Mengharap Terobosan (Baru) NU dan Muhammadiyah
Taufiq R Abdullah ;
Anggota FPKB DPR RI;
Wakil Sekretaris Jenderal PBNU
Periode 1999–2010
|
KORAN
SINDO, 01 Agustus 2015
Dua organisasi Islam terbesar di Indonesia, Nahdlatul
Ulama (NU) dan Muhammadiyah, menggelar perhelatan tahunan pada waktu yang
hampir bersamaan. Muktamar Ke-33 NU digelar pada 1- 5 Agustus 2015 di
Jombang, Jawa Timur. Adapun Muktamar ke-47 Muhammadiyah digelar pada 3-6
Agustus 2015 di Makassar, Sulawesi Selatan. Inilah peristiwa penting dalam
sejarah gerakan masyarakat sipil di Indonesia. Publik Indonesia dan dunia
tentu menunggu keputusan dan terobosan yang akan diambil kedua organisasi
terbesar tersebut.
Dengan mengusung tema “Meneguhkan Islam Nusantara untuk
Peradaban Indonesia dan Dunia”, tampaknya NU hendak menegaskan posisinya
sebagai elemen bangsa yang konsisten mengembangkan Islam yang bercorak
Indonesia yang moderat dan rahmatan lil alamin. Adapun Muhammadiyah dalam
muktamar ini mengusung tema “Gerakan Pencerahan untuk Indonesia Berkemajuan”.

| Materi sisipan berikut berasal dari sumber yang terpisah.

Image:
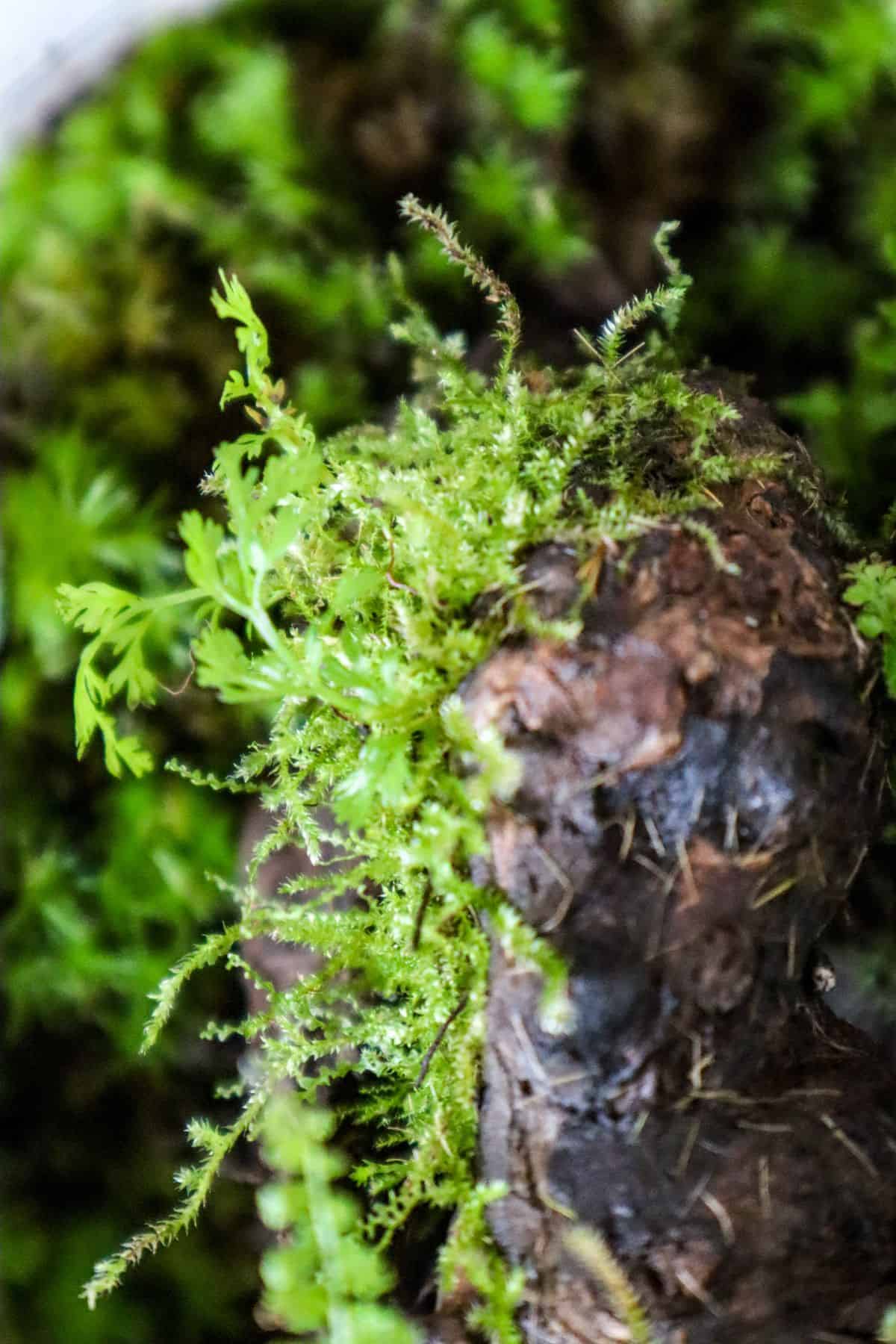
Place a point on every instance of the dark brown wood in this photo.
(700, 779)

Dengan tema ini Muhammadiyah seakan ingin menunjukkan
sebagai pionir gerakan Islam pembaruan yang penting dalam pembangunan di
Indonesia. Perhelatan dua organisasi tersebut mengandung makna penting bagi
perjalanan bangsa kita. Sebagaimana kita ketahui, Muhammadiyah dan NU adalah
dua organisasi Islam terbesar di Indonesia yang terlahir sebagai organisasi
keagamaan dan kemasyarakatan.
Dalam perjalanan sejarah bangsa Indonesia, peran keduanya
sangat penting mulai dari perintisan kemerdekaan dan revolusi Indonesia,
pembangunan nasional, proses reformasi politik, dan seluruh perubahan sosial
yang terjadi di hampir semua bidang. Dengan peran tersebut, keduanya merupakan
representasi civil society
(masyarakat sipil) yang penting dalam perjalanan bangsa Indonesia.
Sebagai gerakan civil
society, perjalanan Muhammadiyah dan NU dalam sejarah Indonesia juga tak
lepas dari dialektika. Perjalanan panjang kedua organisasi Islam terbesar
ini, senantiasa diwarnai kooperasi dan kompetisi (fastaqul khoirot). Muhammadiyah dan NU memiliki romantisme masa
lalu yang sarat emosi dan sentimen historis yang amat sensitif.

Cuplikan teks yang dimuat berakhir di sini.